I have a MacBook Pro vintage ~2010 running Yosemite (10.10.4).
After about 30 minutes of us, where everything is perfectly normal, the curser will start to act erratically. Then windows will pop open or shift, and after about another 15 minutes the curser either 1) freezes up completely or 2) respond normally to movement on the trackpad BUT nothing happens no matter what you click on.
So, I restart the computer and go thru this again, and again, and again. It’s been like this for about 2 days now.
I may make an appointment at an Apple Store tomorrow, but thought I check here first to see if this is some known virus or malware. I searched, but didn’t find anything very useful, so I’m thinking not.
In safe mode now. I searched for “swollen battery and cursor problems”, and yes that does seem to be one possibility. But there is no visible sign of the battery being swollen. Most of the people reporting this problem seem to have very obvious visible swelling. Not seeing any of that.

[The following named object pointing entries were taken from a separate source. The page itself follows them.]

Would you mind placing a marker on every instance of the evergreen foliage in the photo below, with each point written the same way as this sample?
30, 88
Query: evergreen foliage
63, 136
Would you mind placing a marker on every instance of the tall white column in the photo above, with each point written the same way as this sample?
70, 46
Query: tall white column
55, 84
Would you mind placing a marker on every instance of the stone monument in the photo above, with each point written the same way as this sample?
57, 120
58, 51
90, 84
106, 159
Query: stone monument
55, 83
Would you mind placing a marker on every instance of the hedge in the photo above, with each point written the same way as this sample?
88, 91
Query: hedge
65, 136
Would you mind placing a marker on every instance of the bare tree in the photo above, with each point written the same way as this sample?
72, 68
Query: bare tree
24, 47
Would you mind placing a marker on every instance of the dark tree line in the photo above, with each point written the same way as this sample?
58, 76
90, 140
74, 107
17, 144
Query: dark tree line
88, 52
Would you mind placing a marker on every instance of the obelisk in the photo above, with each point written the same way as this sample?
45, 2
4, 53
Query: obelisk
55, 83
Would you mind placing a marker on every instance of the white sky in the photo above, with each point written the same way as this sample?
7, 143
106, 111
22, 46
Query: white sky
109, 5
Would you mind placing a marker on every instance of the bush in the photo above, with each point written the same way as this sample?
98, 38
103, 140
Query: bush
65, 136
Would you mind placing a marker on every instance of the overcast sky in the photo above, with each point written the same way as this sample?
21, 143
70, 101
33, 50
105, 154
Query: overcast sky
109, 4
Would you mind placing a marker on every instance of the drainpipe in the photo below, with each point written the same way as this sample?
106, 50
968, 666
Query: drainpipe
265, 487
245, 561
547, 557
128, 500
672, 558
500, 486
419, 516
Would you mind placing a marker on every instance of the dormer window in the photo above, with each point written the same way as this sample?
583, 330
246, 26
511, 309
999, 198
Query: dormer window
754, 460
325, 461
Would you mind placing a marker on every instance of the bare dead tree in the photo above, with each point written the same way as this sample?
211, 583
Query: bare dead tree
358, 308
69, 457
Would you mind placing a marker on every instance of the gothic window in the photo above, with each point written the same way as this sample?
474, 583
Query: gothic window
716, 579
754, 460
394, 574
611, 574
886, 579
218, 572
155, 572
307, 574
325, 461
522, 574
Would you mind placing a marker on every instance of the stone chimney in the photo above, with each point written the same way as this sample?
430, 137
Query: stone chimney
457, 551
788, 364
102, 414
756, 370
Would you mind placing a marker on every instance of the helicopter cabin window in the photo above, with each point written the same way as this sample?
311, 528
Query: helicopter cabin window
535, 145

I have some good news and some bad news.
The good news is: It’s not malware.
The bad news is: It’s almost certainly a flaky trackpad, or bad motherboard, or something equally expensive to repair. It might be software-related, so you might want to boot from the recovery partition and play with the few apps available for a couple of hours, and see if it acts up. If it does, you need to do a OS re-install. When you booted in Safe Mode, did the problem occur? If not, it’s almost certainly software-related.
Start doing to analysis to narrow down when the problem occurs.
I don’t think so. But I’ll be going back tomorrow. As soon as I got home, I had about 15 minutes of use before the problem surfaced again and my computer completely froze up.
I don’t think malware or a virus would take 15-30 minutes to start acting up. A thermal problem could and that means a hardware problem. A short term band aid solution that might work might be one of those laptop stands with built in fans.
We don’t run our laptops over 5 minutes without the cooler stands.
To test, set the computer up so that it is 4-5 inches above the supporting surface and run a big ass fan on it from the side while using after you check to make sure that the little fan in the laptop is actually working.
Bet the unit was a lot cooler in the store than where you have it at home???
Unless his fan is broken (which will show up on a Apple system test), his machine shouldn’t be overheating. MacBooks, being all-aluminum cases, tend to run very cool internally.